If you use copper then you are familiar with the frustrations that come from a material that vandals like to steal, deteriorates quickly, is expensive to replace, limits innovative technology choices, and is so slow that it causes the world wide web to become the world wide wait.
The solution? Dark Fiber.
With Dark Fiber, as opposed to lit fiber, you have complete control and complete access to the entire bandwidth of the optic fiber. Dark Fiber is engineered for high rates of speed and loads of traffic that you can access and completely control for your particular needs.
With control of the Dark Fiber comes the benefit of flexibility to your particular needs, application and brand preferences. Being “technologically neutral,” you can use your own preferred technology in conjunction with the Dark Fiber. For example, if you prefer a particular brand of switches, routers, VoIP Gateways, and so forth, it is possible to use your preferred brand with Dark Fiber to suit your particular custom application.

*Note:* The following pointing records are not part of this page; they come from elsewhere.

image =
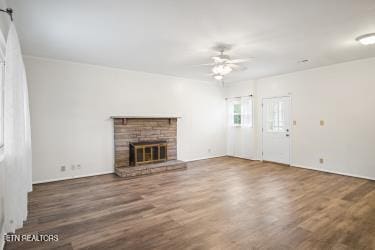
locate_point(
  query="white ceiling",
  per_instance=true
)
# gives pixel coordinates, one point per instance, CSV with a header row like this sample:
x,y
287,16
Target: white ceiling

Dark Fiber is ideal for many diverse industries and applications. First and foremost, it aids the speed of communication, data transfers and backups among buildings. Whether it is across manufacturing plants, corporate business parks, university campuses, healthcare centers or wherever you need to drop communication lines, Dark Fiber will enable you to outperform and increase your ability to transfer data.
Let us look at three common applications, out of hundreds, that should use Dark Fiber.
Most businesses and organizations today have significant security-camera applications that are capturing, transmitting and holding significant amounts of high-resolution data from all entrances, parking areas, secure areas and wherever a security camera is deemed necessary. The large bandwidth and speed of Dark Fiber makes this possible and under your control.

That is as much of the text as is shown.